De volgorde waarin frames worden ontvangen op een VMQ-ontvangstwachtrij, moet behouden blijven wanneer de frames in die wachtrij worden aangegeven op de stuurprogrammastack.
De netwerkadapter moet voldoende backfill-geheugenruimte toewijzen in elke post-lookaheadbuffer. Met deze toewijzing kunnen de lookaheadgegevens naar het achtervulgedeelte van de buffer na lookahead worden gekopieerd, en kan het frame in een aaneengesloten buffer aan de virtuele machine worden geleverd.
Als er geen mechanisme in hardware is om te voldoen aan deze vereisten voor gedeeld VMQ-geheugen, kan de hardware die DMA voor spreidingsvergaap aan de ontvangstzijde ondersteunt, dezelfde resultaten bereiken door twee ontvangstbuffers toe te wijzen voor elk ontvangen frame. In dit geval is de grootte van de eerste buffer beperkt tot de aangevraagde lookaheadgrootte.
Als de netwerkadapter op geen enkele manier kan voldoen aan deze vereisten voor gedeeld VMQ-geheugen, wijst de VSP geheugen toe voor de VMQ-ontvangbuffers van de hostadresruimte en kopieert de ontvangen pakketten van de netwerkadapter-buffers naar de VM-adresruimte.
Hoe Windows Server 2012 en latere versies het beveiligingsprobleem oplossen
Vanaf Windows Server 2012 wijst de VSP geen gedeeld geheugen meer toe van de VM voor de VMQ-ontvangstbuffers. In plaats daarvan wijst de VSP geheugen toe voor de VMQ-ontvangstbuffers van de hostadresruimte en kopieert vervolgens de ontvangen pakketten van de ontvangstbuffers van de netwerkadapter naar de VM-adresruimte.
De volgende punten zijn van toepassing op VMQ miniportstuurprogramma's die worden uitgevoerd op Windows Server 2012 en latere versies van Windows:
Voor NDIS 6.20 VMQ-minipoortstuurprogramma's is geen wijziging vereist. Wanneer de VSP echter een VM-wachtrij toewijst door een OID-methodeaanvraag (object-id) van OID_RECEIVE_FILTER_ALLOCATE_QUEUEuit te geven, wordt de LookaheadSize- lid van de NDIS_RECEIVE_QUEUE_PARAMETERS-structuur ingesteld op nul. Dit dwingt een miniportdriver om het pakket niet te splitsen in pre-lookahead- en post-lookahead-buffers.

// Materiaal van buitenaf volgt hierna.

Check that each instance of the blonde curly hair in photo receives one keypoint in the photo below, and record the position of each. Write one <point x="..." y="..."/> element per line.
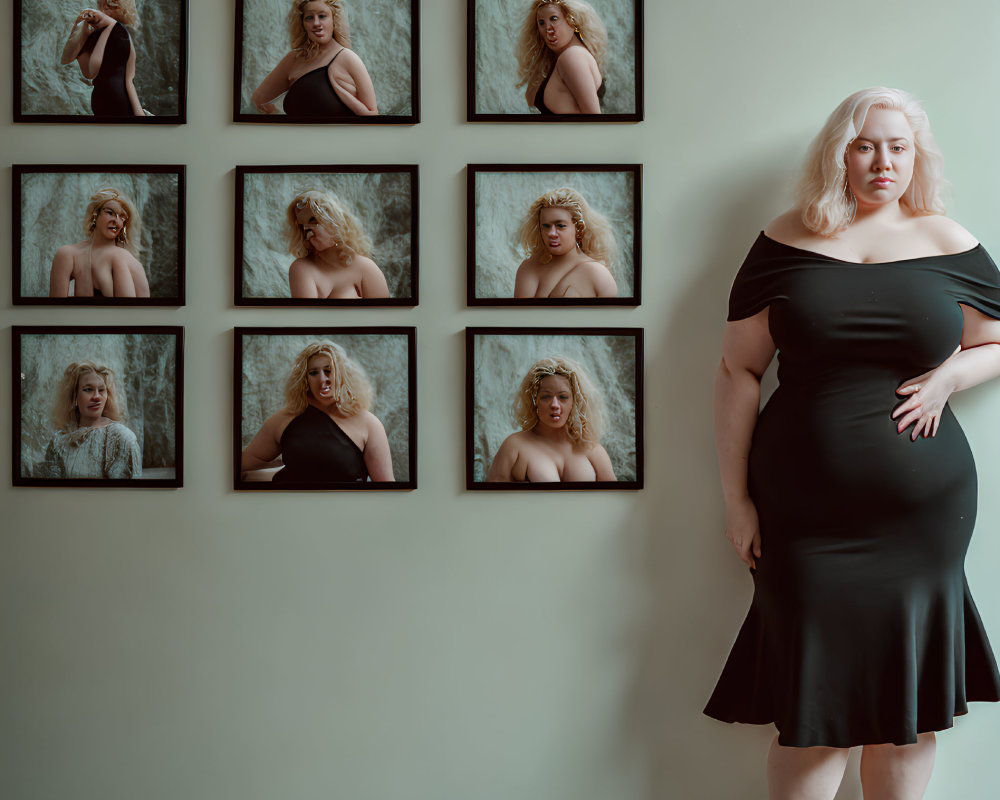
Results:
<point x="824" y="196"/>
<point x="594" y="234"/>
<point x="332" y="214"/>
<point x="353" y="392"/>
<point x="534" y="58"/>
<point x="584" y="424"/>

Vanaf NDIS 6.30 mogen VMQ-minipoortstuurprogramma's geen ondersteuning adverteren voor het splitsen van pakketgegevens in pre-lookahead- en post-lookaheadbuffers. Wanneer een minipoortstuurprogramma de VMQ-mogelijkheden registreert, moet het deze regels volgen wanneer de NDIS_RECEIVE_FILTER_CAPABILITIES structuur wordt geïnitialiseerd:
Het minipoortstuurprogramma mag de NDIS_RECEIVE_FILTER_LOOKAHEAD_SPLIT_SUPPORTED vlag niet instellen in het vlaggen veld.
Het minipoortstuurprogramma moet de leden MinLookaheadSplitSize en MaxLookaheadSplitSize op nul instellen.
Zie Bepalen van de VMQ-mogelijkheden van een netwerkadaptervoor meer informatie over het registreren van VMQ-mogelijkheden.